治療の安定性を確保するため、初回処方書には以下の重要事項が明記されました。

  1. 正中線の基準:下顎中切歯近心を基準とする。
  2. IPR(歯間隣接面削合)の保留:リファイメントの修正幅を確保するため、初回ではIPRを設定しない。
  3. 前歯の唇側移動の禁止:特に下顎前歯部において、現在の位置より唇側に移動しないよう厳命。これは歯槽骨からの逸脱(デヒセンス/フェネストレーション)を防ぐための重要な指示です。

術者は、シミュレーションで頻繁に見られる前歯のフレア(唇側拡大)を防ぐため、3Dコントロールで臼歯の遠心移動量を増やし、歯列全体が舌側で収束するよう修正を加えました。その結果、アライナー枚数は当初の67枚から73枚に増加しましたが、安全な移動と理想的な最終位置を優先しました。

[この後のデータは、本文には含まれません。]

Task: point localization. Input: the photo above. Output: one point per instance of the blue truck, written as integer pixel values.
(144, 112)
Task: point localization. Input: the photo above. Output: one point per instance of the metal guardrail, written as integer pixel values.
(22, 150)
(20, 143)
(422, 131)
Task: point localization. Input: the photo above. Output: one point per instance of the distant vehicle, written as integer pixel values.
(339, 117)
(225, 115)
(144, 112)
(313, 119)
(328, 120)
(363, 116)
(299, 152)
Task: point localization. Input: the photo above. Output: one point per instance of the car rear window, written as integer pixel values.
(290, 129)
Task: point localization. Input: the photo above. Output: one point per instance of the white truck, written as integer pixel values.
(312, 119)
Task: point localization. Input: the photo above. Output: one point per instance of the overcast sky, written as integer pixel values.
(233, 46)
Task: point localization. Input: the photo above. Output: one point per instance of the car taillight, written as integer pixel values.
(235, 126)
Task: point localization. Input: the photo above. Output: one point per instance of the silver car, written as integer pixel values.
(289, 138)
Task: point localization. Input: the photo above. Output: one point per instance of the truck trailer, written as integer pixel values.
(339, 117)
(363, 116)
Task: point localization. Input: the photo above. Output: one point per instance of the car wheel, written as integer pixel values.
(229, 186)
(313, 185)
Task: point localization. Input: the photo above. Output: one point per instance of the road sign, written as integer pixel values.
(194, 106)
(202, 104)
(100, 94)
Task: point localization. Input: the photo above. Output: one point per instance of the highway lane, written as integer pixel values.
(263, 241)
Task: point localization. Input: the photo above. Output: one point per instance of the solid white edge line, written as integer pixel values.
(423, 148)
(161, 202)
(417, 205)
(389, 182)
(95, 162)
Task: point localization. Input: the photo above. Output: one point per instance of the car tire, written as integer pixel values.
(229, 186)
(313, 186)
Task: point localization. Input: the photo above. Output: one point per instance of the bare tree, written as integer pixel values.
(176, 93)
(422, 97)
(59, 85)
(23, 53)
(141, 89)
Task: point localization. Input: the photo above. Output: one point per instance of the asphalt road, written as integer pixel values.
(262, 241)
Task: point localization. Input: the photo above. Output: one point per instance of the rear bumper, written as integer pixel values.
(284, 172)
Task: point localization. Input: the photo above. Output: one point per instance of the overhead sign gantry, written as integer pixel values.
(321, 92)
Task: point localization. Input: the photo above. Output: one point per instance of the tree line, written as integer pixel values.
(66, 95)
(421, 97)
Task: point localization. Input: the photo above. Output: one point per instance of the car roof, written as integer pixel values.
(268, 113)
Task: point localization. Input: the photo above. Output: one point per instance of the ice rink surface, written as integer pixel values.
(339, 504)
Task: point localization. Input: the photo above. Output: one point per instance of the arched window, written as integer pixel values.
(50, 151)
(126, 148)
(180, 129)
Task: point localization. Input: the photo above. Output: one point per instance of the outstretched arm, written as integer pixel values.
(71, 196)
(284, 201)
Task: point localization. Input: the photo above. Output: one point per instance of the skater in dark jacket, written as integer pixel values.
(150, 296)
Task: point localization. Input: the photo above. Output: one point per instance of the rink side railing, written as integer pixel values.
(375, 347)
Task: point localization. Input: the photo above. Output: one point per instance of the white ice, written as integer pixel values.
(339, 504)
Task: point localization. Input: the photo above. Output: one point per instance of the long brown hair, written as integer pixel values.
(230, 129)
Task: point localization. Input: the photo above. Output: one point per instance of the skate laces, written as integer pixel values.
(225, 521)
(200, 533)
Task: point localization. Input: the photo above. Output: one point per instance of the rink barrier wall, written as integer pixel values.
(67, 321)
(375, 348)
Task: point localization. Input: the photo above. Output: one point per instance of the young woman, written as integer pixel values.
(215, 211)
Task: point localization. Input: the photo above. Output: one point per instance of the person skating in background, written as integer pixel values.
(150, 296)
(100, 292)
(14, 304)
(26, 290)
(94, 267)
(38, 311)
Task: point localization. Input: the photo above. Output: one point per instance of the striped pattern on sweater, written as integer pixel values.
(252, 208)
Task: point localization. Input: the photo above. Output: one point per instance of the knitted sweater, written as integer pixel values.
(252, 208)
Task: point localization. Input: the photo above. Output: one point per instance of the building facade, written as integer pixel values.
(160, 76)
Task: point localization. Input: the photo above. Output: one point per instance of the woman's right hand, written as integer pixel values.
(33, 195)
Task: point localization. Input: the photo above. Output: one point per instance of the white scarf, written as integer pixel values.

■ マイクロインプラントの活用とプレシジョンカットの設定

強固な固定源としてマイクロインプラントを使用するにあたり、ゴムをかけるためのプレシジョンカットの位置に工夫が見られました。

特に左下顎では、剣歯(3番)の近心回転と正中方向への偏位が強いため、剣歯にプレシジョンカットを設定すると、ゴムが歯茎に押し当たり炎症や潰瘍を引き起こすリスクが高いと判断。このリスクを回避するため、左下顎のみプレシジョンカットを第一小臼歯(4番)に設定しました。これは、単に力を加えるだけでなく、患者さんの口腔組織の保護を考慮した高度な計画です。

■ 患者コンプライアンスとリファイメント再計画

この症例では、治療初期に患者の装着時間不足(コンプライアンスの低下)により、アライナーの適合不良が発生。臼歯部の移動が計画通りに進まず、前歯の叢生改善に至る前にリファイメントが必要となりました。

術者は、単に途中までの移動を認めるのではなく、「前回計画していた遠心移動量が達成されていないため、現在の位置から再度遠心移動を計画し直すこと」を指示。1枚あたりの移動量を減らすことで確実性を担保し、アライナー枚数はさらに増加(82枚)しましたが、確実に目標を達成するプランに修正しました。

■ 最終的な歯根(トルク)コントロールの考え方

最終的に、特にスペースが完全に閉鎖していた左上側切歯(2番)は、叢生を解消したものの、わずかに舌側傾斜した状態でフィニッシュしました。術者は、この位置をあえて修正しない判断を下しています。その理由として、元々歯がなかったエリアの歯槽骨の厚みが薄いことを挙げ、無理に歯根を唇側に起こす(トルクをかける)ことで、かえって歯槽骨を破壊し、後年の後戻りや歯周病リスクを高めることを懸念したためです。機能と清掃性の改善、そして骨の安全性を最優先したフィニッシュの考え方は、長期的な予後を重視する臨床の視点を示しています。